Oke. Demi memenuhi janji gue pada Daddy-nya Pablo. Hari ini gue akan masakin menu spesial untuknya, opor.ayam.kampung tsah.
Denting batu gilingan (ulekan) beradu seirama dengan ketukkan musik yang berasal dari hape gue yang tersambung ke speaker portable. Suara cempreng nan melengking Upiak Isil dengan lagu tak tun tuangnya menjadi musik pengiring aksi masak gue. Coeg demi apapun masak sambil dengerin musik itu amboooy. Batu kecil itu menari-nari di atas batu yang lebih besar, menghaluskan bumbu basah. Ngga mau kalah, tubuh gue ikut meliuk-liuk ke kanan dan ke kiri dengan gerakan luwes.
"Aku belum mandi, Tak tuntuang tak tuntuang. Tapi masih cantik juga, Tak tuntuang tak tuntuang. Apalagi kalau sudah mandi, tak tuntuang.
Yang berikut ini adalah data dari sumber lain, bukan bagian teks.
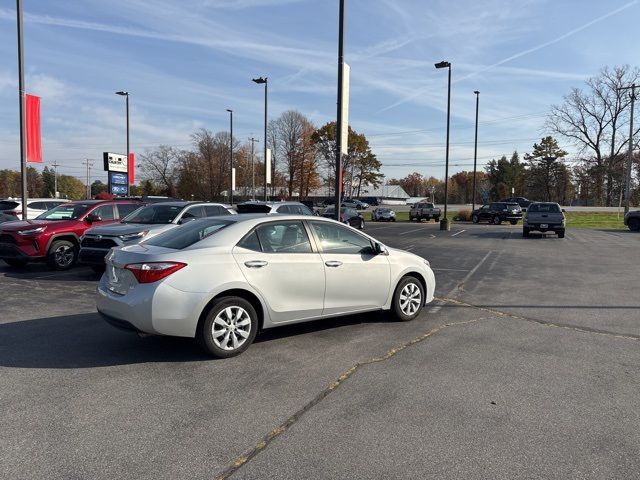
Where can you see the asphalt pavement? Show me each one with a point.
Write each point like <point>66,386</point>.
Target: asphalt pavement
<point>525,367</point>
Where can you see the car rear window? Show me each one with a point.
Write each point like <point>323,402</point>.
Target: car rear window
<point>253,208</point>
<point>189,233</point>
<point>544,208</point>
<point>8,204</point>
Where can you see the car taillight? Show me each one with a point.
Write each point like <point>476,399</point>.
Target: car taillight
<point>153,271</point>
Pasti cantik sekali~" gue lempar ulekan dari tangan kanan ke udara, sigap tangan kiri menangkapnya. Seolah-olah ulekan itu mikrofonnya Rita Sugiarto. "Kalau orang lain melihat aku, tak tuntuang tak tuntuang. Badak aku taba bana, Tak tuntuang tak tuntuang. Tapi kalau langsuang di idu, tak tuntuang. Astaghfirullah baunnya"
"Astagfirullah baunnyo" gue mencium ketek sendiri dan mengernyit karena bau. Seperti lirik lagu ini, gue memang belum mandi.
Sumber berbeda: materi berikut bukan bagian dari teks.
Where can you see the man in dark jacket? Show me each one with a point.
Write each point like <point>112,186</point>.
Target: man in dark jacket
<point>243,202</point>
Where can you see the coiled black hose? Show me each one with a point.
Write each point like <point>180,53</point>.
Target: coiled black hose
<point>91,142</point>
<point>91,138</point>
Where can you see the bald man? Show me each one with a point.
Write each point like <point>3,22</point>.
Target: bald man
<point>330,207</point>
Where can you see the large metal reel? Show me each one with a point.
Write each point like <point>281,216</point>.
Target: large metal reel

"Walau acok galak surang, Tak tuntuang tak tuntuang. Walau sangko urang awak dalang, tak tuntuang. Tapi hati gue senang. Iiiyesss-- hiaaaaak!!"
Brakk.
Tanpa sadar gue menginjak spatula yang entah gimana ceritanya tergeletak di lantai. Membuat gue ngga bisa mempertahankan keseimbangan dan berakhir terjengkang. Sementara ulekan yang gue jadikan mik dadakan itu terlepas dan melayang di udara.
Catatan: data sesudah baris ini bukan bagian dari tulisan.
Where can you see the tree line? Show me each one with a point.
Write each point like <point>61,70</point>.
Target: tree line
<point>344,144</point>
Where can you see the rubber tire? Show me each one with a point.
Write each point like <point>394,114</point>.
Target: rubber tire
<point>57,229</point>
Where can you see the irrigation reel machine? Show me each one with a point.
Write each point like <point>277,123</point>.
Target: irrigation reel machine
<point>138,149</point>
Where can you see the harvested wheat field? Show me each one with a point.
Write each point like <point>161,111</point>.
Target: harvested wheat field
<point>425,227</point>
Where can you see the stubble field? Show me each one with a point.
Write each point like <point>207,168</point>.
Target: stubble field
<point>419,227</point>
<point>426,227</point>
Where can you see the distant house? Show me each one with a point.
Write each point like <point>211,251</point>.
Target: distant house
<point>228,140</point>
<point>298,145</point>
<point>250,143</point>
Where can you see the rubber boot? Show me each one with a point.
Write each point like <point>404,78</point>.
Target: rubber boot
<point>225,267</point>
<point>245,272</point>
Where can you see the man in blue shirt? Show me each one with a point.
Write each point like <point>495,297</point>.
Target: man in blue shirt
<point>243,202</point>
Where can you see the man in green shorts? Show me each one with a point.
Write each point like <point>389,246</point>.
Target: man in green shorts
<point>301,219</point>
"Mampos itu ulekan kelempar. Tiarap!" gue tengkurap di lantai, kedua tangan terangkat menutupi kepala. Melindungi diri dari ancaman ulekan yang bisa saja menimpa kepala gue. Namun hingga beberapa detik berlalu ngga terjadi apa-apa. Suara benda jatuh atau pecah karena tertimpa ulekan juga ngga ada. Kok aneh ya.
Penasaran gue bangkit. Mengintip dari balik meja dapur.
"Cari ini?"
"Kok sama Bapak?"
Pak Nugra mendekat. Masih dengan kemeja kerja yang sudah ngga serapi tadi pagi. Ulekan tadi sudah berpindah ketangannya. "Nih. Hampir kena kepala saya."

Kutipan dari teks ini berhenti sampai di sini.